As British film The Guernsey Literary and Potato Peel Pie Society enchants cinema-goers, here are some stunning hideaways on the Channel Island star of the screen
Few people who have read Mary Ann Shaffer’s bestselling novel The Guernsey Literary and Potato Peel Pie Society or indeed seen the new film adaptation featuring a host of British stars will have been able to resist falling in love with Guernsey.
Set in the 1940s shortly after Guernsey’s five-year German occupation ended, it depicts an idyllic location that seems far-removed from its wartime role, all told by the protagonist, writer Juliet Ashton.
Juliet is over-awed by the stunning scenery, writing: “The harbour, with the town traipsing up steeply to the sky, must be one of the most beautiful in the world.”
Today, little has changed, with the harbour still pivotal to everyday life, and Guernsey is rich with natural beauty too – including pristine golden sandy beaches, many of which fans of the book will recognise.
Andrew Carey of Locate Guernsey says, “La Bouvee is not far from St Peter Port’s bustling shops: on a clear day, you can spot the coast of France and a stroll along the cliff path will lead you to Marble Bay, a secluded, rocky cove where you can take in the view across the sea to our sister islands Herm and Sark.”
The island is brimming with charm too and has many unusual properties to choose from, including traditional Guernsey Long Houses and grand manor houses, right up to contemporary apartments.
While properties aren’t the cheapest, UK buyers can benefit from favourable tax benefits, including no VAT, inheritance of Capital Gains Tax, plus on properties over £1.5m there is a tax cap of £50,000 a year for a maximum of four years.
Carey says: “The island of the film has moved on in leaps and bounds, but what remains is a beautiful, safe, unique and accessible island which is firmly open for business. We are quite sure the film will lead more people to discover our little slice of paradise.”
Here are five stunning properties worth splashing out on.
The ‘Big House’ that is central to the novel, is a traditional Guernsey Long House (pictured above), like this four-bed. Built from granite found here on the island, this cottage is situated in a valley near one of the novel’s primary locations of La Bouvee and just a few minutes from one of its loveliest beaches at Fermain Bay.
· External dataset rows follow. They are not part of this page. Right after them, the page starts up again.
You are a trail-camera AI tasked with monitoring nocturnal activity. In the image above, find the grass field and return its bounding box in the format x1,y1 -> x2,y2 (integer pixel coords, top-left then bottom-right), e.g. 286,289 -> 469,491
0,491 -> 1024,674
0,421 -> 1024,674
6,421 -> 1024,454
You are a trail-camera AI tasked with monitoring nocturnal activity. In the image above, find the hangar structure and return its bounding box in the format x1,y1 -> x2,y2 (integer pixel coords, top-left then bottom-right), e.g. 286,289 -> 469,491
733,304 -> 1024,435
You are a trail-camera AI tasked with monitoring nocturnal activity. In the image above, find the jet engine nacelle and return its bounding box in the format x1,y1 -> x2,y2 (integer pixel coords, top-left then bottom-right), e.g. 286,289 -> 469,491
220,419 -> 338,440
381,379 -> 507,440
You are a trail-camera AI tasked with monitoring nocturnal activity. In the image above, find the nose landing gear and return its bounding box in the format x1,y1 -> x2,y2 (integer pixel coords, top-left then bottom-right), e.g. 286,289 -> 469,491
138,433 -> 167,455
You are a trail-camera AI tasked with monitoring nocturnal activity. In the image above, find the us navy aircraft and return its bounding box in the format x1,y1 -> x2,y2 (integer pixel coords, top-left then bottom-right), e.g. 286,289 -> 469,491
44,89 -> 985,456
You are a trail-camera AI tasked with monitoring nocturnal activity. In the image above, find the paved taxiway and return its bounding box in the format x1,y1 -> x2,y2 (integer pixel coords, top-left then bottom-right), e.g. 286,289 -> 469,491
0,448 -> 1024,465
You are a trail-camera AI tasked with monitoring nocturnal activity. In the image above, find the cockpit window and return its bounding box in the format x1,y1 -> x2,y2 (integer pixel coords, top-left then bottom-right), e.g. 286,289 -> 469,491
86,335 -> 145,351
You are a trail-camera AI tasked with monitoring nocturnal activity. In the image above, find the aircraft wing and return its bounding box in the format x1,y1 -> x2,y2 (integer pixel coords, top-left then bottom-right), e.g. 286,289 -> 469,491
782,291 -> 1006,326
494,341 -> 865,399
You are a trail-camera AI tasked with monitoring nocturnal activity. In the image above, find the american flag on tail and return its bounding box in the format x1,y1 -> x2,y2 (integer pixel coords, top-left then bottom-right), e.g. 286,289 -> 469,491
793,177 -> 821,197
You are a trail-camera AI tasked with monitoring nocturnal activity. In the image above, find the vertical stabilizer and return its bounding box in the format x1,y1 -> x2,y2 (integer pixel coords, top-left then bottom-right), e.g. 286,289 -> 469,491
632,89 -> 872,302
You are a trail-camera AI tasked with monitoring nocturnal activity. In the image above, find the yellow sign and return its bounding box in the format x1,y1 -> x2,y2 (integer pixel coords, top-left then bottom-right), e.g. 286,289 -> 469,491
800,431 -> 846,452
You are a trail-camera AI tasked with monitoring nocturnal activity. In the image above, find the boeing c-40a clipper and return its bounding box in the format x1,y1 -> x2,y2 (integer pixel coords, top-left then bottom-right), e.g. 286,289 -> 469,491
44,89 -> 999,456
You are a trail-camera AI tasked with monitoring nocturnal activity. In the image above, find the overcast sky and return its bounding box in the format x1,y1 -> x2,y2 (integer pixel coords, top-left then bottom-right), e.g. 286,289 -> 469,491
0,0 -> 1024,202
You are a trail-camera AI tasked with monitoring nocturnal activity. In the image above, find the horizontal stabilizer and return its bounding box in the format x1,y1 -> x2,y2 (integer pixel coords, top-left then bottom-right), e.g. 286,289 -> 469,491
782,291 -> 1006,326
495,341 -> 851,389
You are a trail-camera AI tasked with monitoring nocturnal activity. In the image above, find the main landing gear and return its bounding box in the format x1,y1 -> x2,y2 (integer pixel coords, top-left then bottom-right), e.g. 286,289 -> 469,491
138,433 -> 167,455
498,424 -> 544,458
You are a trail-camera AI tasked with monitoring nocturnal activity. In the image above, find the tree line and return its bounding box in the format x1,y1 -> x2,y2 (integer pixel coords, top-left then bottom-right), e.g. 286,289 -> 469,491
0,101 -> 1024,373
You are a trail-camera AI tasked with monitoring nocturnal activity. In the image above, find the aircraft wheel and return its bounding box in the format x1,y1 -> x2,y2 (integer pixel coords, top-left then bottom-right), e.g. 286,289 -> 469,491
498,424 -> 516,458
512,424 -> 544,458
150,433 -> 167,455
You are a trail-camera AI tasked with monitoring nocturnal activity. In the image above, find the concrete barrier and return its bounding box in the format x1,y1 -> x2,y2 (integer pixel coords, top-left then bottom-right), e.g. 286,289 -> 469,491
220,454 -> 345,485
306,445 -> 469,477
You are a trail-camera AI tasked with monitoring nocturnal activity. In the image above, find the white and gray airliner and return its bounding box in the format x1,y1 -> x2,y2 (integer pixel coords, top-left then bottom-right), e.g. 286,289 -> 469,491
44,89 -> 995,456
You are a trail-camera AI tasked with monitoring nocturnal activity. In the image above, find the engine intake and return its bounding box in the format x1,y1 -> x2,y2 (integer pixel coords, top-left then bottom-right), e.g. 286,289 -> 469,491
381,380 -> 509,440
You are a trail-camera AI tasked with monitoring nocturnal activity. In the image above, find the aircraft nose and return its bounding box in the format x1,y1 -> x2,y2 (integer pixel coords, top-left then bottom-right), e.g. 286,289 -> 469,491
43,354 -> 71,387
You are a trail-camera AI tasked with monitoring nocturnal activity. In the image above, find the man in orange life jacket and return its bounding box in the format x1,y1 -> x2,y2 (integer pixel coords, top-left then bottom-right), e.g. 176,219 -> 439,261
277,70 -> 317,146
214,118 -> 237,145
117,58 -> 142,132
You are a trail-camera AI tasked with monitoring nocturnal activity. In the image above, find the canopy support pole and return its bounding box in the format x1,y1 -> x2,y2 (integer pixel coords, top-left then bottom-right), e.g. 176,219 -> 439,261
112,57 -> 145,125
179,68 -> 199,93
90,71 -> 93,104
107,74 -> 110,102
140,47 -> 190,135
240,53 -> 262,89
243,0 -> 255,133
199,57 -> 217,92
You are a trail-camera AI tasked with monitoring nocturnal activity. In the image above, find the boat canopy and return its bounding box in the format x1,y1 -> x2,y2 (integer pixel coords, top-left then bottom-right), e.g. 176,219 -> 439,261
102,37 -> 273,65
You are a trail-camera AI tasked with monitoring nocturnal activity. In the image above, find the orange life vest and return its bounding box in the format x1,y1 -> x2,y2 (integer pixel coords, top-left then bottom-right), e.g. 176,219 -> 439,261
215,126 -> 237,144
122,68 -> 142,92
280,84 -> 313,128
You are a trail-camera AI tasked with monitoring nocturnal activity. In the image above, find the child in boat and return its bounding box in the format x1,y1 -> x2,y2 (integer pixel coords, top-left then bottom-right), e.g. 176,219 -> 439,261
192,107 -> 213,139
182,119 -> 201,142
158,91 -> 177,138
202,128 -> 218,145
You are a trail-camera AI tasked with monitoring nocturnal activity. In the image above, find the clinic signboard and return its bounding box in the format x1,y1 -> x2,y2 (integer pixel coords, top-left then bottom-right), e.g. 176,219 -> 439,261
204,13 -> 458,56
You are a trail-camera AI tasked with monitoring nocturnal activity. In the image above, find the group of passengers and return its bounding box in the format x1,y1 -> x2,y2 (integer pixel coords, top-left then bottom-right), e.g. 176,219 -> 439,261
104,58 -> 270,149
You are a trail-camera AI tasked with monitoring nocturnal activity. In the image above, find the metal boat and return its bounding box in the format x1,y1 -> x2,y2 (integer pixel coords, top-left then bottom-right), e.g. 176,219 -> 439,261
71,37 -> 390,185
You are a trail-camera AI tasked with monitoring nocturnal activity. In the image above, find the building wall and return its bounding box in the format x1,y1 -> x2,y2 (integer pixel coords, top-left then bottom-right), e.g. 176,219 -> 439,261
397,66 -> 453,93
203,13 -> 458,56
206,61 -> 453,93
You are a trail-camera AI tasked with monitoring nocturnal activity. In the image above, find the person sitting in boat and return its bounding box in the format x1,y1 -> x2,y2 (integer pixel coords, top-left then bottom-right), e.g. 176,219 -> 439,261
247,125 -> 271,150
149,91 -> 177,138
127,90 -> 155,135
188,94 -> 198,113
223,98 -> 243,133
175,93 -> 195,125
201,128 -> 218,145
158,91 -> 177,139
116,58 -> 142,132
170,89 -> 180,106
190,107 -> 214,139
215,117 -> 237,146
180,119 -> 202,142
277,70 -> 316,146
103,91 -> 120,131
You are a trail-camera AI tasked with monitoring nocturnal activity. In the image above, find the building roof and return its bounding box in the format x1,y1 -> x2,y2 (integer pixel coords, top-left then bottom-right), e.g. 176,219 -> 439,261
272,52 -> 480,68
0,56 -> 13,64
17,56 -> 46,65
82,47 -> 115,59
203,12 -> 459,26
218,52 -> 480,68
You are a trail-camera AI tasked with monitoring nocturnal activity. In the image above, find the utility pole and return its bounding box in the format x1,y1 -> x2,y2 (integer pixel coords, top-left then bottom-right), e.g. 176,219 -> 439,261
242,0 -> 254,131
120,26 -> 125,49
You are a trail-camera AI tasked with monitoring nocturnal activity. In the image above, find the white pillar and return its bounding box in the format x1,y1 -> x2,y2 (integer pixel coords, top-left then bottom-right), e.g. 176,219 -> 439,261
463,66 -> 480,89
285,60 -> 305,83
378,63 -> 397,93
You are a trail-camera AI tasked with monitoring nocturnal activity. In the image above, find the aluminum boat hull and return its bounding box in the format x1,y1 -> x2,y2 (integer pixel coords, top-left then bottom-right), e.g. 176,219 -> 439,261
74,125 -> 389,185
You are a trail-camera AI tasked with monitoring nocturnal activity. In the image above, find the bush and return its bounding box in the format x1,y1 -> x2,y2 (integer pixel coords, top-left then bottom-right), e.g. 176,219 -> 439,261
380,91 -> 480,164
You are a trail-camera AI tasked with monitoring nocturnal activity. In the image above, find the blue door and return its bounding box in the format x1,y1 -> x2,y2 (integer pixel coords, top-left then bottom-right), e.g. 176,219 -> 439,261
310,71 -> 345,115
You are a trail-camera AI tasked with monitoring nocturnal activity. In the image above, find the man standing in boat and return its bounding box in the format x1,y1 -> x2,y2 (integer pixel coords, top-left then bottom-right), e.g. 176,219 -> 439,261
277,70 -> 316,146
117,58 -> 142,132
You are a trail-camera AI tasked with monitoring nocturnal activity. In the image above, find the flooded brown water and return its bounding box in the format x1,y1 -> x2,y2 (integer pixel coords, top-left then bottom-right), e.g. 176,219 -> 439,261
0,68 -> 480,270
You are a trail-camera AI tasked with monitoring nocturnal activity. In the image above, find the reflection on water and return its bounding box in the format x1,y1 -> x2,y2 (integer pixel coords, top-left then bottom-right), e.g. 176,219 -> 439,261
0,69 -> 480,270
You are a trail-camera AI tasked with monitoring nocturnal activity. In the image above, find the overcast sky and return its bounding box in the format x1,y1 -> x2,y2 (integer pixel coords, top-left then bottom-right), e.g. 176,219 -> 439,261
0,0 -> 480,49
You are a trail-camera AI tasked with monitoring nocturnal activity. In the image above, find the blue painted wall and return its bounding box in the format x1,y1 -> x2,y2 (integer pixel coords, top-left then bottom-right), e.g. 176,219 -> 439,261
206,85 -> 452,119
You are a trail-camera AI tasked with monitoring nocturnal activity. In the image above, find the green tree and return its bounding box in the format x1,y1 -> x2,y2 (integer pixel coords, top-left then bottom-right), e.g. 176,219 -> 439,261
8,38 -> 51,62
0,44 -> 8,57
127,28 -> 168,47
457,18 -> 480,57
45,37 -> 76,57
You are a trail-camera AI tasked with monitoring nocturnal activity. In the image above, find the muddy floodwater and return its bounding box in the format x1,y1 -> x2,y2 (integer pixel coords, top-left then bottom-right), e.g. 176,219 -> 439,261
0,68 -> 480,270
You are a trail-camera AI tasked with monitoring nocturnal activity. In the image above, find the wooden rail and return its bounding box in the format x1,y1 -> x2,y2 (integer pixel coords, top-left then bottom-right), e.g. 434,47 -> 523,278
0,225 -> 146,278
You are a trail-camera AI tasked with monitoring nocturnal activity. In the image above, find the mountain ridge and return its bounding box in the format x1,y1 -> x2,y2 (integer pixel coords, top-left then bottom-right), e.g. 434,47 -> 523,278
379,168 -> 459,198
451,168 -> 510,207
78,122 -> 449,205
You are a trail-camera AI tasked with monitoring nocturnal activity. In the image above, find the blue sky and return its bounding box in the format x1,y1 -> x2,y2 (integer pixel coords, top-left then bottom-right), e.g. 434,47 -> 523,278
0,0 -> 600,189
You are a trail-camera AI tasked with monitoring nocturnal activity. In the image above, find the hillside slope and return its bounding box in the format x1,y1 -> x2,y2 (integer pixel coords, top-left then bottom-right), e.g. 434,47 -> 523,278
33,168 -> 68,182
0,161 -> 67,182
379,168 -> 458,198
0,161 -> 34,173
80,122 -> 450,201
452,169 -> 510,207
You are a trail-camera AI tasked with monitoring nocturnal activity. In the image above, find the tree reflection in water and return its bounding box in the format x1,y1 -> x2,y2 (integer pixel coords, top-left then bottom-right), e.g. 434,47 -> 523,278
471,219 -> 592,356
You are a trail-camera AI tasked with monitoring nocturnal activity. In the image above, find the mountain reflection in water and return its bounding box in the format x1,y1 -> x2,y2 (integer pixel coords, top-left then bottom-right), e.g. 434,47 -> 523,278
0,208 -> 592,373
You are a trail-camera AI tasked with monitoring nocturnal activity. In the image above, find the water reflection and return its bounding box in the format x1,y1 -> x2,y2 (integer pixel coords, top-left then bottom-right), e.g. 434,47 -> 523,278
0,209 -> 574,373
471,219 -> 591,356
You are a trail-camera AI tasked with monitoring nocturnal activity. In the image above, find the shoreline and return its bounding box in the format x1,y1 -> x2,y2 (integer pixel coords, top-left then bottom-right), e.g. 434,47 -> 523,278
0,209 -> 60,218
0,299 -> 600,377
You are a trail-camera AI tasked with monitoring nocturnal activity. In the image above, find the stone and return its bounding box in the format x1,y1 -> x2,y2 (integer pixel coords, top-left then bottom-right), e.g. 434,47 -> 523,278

Listed with Lovells estate agents, it comes with an incredible double-height drawing room and mature and well-manicured gardens.
This Georgian manor house on the outskirts of the island’s capital of St Peter Port is the epitome of elegance and offers French-style country living.
Period features abound, including wood-panelling, beams and a triple window in the drawing room overlooking the garden.
It boasts seven bedrooms and a whopping six reception rooms, including its own snooker room, a large glass greenhouse and landscaped gardens.
With a name meaning ‘View of Dreams’, this four-bed property (pictured above) is set on a clifftop just around the headland from La Bouvee and offers utter seclusion from its 3.2 acres of grounds, which include an outdoor pool.
Its also located near picturesque Moulin Huet Bay, where French Impressionist painter Pierre-August Renoir was inspired to create 15 artworks during his visit to the island in 1883.
Not all properties on Guernsey are old, as this contemporary mansion attests.
The award-winning four-bed, five-bathroom house overlooks the west coast from its hilltop position – perfect for watching Guernsey’s wonderful sunsets. You may even be able to see some of the island’s famous cows as you settle down for sundowners on your outside terrace.
Perhaps the most unusual of the island’s properties, this former coastal fort, built 160 years ago and offered for sale for the first time, is a west coast landmark.
Nestled between the conservation area of Lihou Island to the west and the beach of Vazon Bay to the east, it offers superb views and complete privacy.
It comes with planning permission to convert to a five-bedroom, six-bathroom private residence. Fixer upper anyone?